Hof Den Haag, 09-10-2019, nr. 22-003406-19
ECLI:NL:GHDHA:2019:2762
- Instantie
Hof Den Haag
- Datum
09-10-2019
- Zaaknummer
22-003406-19
- Vakgebied(en)
Strafrecht algemeen (V)
Materieel strafrecht (V)
- Brondocumenten en formele relaties
ECLI:NL:GHDHA:2019:2762, Uitspraak, Hof Den Haag, 09‑10‑2019; (Hoger beroep)
Uitspraak 09‑10‑2019
Inhoudsindicatie
Vrijspraak. Het hof is van oordeel dat de reactie van de verdachte geboden was door de noodzakelijke verdediging, omdat onder de gegeven omstandigheden voor de verdachte geen reële en redelijke andere mogelijkheid bestond om zich aan de ogenblikkelijke en wederrechtelijke aanranding te onttrekken en onttrekking daaraan ook niet van hem kon worden gevergd.

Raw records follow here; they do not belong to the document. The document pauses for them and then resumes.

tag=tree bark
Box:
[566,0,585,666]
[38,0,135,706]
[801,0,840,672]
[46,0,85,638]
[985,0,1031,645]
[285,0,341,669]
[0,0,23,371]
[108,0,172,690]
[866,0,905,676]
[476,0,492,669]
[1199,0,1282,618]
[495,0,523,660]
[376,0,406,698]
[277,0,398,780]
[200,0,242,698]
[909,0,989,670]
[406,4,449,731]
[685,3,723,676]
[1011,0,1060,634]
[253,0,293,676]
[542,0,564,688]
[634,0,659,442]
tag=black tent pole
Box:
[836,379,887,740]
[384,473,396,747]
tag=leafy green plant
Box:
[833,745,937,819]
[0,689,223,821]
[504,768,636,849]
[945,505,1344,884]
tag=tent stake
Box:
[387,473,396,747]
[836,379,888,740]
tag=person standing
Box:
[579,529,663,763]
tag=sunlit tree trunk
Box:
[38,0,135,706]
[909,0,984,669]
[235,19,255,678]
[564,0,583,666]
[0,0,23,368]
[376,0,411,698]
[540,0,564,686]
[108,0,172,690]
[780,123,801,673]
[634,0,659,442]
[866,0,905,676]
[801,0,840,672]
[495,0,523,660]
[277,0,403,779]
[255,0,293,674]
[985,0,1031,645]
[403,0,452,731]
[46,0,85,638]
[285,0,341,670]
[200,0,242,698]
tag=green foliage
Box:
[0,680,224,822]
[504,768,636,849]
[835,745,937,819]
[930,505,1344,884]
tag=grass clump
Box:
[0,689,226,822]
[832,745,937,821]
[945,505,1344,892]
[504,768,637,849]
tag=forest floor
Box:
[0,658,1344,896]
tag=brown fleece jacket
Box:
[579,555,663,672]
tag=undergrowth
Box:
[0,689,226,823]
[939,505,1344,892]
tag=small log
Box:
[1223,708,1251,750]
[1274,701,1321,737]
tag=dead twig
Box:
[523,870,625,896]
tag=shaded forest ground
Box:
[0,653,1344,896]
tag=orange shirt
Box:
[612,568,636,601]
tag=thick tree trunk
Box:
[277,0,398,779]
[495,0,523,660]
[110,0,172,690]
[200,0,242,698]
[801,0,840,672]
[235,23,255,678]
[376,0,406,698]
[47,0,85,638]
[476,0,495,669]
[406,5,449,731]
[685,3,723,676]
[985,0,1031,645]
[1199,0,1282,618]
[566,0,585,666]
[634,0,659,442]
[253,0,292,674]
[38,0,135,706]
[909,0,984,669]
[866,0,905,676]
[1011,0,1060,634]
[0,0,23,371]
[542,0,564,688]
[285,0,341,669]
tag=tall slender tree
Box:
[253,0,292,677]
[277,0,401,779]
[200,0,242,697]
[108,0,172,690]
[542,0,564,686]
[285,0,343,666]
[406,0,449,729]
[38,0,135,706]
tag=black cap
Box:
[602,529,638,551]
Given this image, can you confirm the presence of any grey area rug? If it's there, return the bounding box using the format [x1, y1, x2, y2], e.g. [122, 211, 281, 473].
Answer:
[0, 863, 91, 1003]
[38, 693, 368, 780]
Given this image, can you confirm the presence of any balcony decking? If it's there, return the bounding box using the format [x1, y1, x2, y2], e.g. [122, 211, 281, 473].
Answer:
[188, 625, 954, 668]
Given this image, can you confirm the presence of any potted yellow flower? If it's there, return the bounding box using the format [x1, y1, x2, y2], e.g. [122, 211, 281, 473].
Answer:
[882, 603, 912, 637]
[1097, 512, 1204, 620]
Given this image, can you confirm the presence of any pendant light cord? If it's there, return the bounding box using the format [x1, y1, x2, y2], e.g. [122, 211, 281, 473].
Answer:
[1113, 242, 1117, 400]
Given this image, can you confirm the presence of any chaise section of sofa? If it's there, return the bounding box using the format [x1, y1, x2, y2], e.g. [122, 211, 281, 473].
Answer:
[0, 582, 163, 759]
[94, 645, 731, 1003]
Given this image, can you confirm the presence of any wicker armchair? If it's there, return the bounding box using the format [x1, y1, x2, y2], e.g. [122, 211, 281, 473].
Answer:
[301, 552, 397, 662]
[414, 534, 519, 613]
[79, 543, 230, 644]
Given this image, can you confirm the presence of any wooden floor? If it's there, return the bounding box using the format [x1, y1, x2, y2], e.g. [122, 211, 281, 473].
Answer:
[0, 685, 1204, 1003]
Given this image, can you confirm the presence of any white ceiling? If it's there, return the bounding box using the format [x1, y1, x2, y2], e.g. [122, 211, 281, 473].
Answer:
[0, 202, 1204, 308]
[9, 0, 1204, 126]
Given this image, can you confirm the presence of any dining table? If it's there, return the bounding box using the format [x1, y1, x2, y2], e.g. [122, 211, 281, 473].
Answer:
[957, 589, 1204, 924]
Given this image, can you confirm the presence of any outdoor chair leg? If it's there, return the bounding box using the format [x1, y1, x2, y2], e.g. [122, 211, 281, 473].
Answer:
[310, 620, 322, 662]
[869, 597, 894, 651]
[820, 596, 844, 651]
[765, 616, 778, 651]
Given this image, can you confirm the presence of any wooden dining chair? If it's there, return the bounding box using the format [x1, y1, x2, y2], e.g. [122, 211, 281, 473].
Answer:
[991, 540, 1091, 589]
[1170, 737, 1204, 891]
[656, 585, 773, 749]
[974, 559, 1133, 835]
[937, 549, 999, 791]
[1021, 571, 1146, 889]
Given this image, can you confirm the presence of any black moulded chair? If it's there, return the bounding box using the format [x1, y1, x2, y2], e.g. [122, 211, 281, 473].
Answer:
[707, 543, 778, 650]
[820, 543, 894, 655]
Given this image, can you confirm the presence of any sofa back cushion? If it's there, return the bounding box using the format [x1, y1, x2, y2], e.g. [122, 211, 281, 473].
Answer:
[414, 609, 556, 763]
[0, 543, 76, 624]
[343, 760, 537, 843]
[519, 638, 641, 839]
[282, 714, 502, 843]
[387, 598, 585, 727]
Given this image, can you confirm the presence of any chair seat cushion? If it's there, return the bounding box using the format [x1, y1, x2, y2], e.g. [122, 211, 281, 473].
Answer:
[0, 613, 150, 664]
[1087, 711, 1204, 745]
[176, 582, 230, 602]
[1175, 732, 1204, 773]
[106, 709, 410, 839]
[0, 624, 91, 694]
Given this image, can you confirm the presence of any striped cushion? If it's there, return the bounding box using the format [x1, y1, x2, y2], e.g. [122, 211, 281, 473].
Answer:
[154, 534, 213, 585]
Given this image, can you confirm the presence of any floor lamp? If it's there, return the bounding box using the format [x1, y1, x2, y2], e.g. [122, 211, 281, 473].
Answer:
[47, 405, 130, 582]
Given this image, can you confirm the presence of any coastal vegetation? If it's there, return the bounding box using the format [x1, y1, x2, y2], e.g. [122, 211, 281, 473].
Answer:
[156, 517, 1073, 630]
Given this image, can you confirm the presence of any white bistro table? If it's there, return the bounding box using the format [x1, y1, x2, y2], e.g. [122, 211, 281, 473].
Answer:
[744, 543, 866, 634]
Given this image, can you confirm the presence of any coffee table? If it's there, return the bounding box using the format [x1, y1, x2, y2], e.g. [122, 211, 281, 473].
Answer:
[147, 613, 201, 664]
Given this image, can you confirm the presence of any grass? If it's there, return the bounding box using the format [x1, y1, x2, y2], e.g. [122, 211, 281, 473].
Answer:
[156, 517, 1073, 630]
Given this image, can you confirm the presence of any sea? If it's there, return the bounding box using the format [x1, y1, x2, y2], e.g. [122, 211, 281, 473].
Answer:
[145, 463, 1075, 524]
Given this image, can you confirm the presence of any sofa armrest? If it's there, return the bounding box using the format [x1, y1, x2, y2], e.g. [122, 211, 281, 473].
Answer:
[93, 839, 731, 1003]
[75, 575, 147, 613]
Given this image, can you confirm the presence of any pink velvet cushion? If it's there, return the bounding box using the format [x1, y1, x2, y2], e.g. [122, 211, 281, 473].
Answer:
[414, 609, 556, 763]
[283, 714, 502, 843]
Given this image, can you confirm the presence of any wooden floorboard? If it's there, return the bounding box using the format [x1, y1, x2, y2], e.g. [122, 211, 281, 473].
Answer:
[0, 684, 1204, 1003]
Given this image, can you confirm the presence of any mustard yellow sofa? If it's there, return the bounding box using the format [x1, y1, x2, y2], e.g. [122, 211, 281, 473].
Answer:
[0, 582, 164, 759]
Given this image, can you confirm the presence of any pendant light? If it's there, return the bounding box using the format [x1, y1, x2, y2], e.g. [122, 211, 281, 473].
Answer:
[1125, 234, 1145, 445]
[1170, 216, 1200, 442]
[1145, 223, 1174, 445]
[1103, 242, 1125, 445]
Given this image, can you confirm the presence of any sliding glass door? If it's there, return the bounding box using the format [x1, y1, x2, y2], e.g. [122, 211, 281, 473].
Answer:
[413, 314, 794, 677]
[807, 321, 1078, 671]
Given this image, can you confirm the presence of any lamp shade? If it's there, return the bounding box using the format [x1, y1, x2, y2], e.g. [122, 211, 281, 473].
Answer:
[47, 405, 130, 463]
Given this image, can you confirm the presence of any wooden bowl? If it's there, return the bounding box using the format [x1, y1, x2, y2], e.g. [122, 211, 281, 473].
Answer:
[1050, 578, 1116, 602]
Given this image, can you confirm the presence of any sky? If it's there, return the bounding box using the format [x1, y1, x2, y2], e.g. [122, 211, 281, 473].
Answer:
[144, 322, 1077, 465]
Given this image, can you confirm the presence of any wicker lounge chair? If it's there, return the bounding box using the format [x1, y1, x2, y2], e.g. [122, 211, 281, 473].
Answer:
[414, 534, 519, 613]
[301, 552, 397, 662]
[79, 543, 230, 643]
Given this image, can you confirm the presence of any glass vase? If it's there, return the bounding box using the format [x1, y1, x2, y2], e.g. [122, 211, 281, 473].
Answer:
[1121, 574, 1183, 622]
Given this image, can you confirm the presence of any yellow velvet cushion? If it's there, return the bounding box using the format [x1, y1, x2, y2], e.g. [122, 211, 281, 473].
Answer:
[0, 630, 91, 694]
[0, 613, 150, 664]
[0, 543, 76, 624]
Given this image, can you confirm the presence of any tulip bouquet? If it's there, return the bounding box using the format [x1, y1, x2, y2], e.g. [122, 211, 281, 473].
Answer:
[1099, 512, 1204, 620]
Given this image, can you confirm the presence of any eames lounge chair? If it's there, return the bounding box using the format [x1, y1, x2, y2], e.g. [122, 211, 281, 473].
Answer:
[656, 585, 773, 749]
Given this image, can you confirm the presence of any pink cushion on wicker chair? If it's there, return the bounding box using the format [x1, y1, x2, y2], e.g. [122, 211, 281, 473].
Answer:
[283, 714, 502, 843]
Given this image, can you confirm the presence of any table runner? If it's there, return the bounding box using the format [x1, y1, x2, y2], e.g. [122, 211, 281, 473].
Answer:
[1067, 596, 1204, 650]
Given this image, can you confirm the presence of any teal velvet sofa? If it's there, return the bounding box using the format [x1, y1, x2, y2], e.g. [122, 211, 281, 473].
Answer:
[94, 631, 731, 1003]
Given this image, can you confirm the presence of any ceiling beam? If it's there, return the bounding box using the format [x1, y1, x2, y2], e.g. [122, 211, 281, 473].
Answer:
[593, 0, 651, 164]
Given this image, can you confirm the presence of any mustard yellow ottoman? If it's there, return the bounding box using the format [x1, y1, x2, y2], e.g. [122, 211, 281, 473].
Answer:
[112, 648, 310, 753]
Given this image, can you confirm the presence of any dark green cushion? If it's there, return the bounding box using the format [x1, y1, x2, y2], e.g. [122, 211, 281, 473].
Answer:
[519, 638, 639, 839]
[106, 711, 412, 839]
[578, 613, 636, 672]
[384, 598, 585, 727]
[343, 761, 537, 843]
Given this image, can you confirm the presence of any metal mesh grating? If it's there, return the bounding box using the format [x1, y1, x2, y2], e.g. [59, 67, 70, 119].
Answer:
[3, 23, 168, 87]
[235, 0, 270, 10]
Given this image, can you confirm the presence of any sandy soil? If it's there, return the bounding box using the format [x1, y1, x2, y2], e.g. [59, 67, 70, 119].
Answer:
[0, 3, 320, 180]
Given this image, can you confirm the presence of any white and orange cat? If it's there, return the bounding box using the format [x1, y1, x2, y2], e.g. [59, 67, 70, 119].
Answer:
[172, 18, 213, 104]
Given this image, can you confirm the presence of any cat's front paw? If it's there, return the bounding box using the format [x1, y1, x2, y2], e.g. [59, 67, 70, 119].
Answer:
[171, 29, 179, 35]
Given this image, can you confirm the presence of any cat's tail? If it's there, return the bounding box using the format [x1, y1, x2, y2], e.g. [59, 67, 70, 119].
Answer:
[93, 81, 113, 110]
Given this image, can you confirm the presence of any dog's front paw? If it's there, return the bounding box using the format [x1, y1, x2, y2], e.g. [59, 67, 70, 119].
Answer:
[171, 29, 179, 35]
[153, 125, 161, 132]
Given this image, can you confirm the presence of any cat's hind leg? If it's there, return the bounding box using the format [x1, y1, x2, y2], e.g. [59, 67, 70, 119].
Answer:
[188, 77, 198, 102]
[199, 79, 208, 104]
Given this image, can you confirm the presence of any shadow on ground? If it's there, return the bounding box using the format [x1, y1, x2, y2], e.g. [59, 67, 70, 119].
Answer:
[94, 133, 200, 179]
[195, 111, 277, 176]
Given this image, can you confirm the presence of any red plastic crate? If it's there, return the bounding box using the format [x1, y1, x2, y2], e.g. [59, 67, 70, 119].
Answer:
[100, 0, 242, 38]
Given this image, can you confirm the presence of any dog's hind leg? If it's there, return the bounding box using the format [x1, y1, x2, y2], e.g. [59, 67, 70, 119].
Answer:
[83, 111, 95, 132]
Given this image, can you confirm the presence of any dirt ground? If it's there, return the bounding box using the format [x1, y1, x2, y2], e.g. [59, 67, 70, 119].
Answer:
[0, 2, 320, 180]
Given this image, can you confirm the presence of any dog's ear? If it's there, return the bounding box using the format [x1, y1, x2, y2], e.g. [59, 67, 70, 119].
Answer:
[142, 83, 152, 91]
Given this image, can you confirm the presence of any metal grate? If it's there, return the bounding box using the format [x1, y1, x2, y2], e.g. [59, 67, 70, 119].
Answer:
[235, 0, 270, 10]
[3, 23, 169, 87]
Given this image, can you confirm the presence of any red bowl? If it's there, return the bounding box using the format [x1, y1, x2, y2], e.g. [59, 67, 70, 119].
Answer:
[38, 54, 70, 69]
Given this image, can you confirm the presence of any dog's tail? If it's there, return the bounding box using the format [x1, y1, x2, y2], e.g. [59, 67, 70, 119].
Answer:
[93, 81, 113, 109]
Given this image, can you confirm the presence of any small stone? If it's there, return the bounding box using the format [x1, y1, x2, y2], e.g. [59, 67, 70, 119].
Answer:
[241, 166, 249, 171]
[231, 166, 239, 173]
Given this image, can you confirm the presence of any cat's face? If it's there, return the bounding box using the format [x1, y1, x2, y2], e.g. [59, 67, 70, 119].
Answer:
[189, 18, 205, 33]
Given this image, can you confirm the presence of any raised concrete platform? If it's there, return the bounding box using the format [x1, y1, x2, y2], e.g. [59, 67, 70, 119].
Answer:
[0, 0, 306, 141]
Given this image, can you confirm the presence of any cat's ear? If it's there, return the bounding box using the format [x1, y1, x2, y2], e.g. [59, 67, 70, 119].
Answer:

Het beroep op noodweer slaagt.
Rolnummer: 22-003406-19
Parketnummer: 09-092854-15
Datum uitspraak: 9 oktober 2019
TEGENSPRAAK
Gerechtshof Den Haag
meervoudige kamer voor strafzaken
Arrest
gewezen op het hoger beroep tegen het vonnis van de rechtbank Den Haag van 14 december 2015 in de strafzaak tegen de verdachte:
[verdachte],
geboren te [geboorteplaats] op [geboortejaar] 1959,
[adres].
Onderzoek van de zaak
Dit arrest is gewezen naar aanleiding van het onderzoek op de terechtzitting in eerste aanleg en -na terugwijzing van de zaak door de Hoge Raad der Nederlanden- het onderzoek ter terechtzitting in hoger beroep van dit hof op 25 september 2019.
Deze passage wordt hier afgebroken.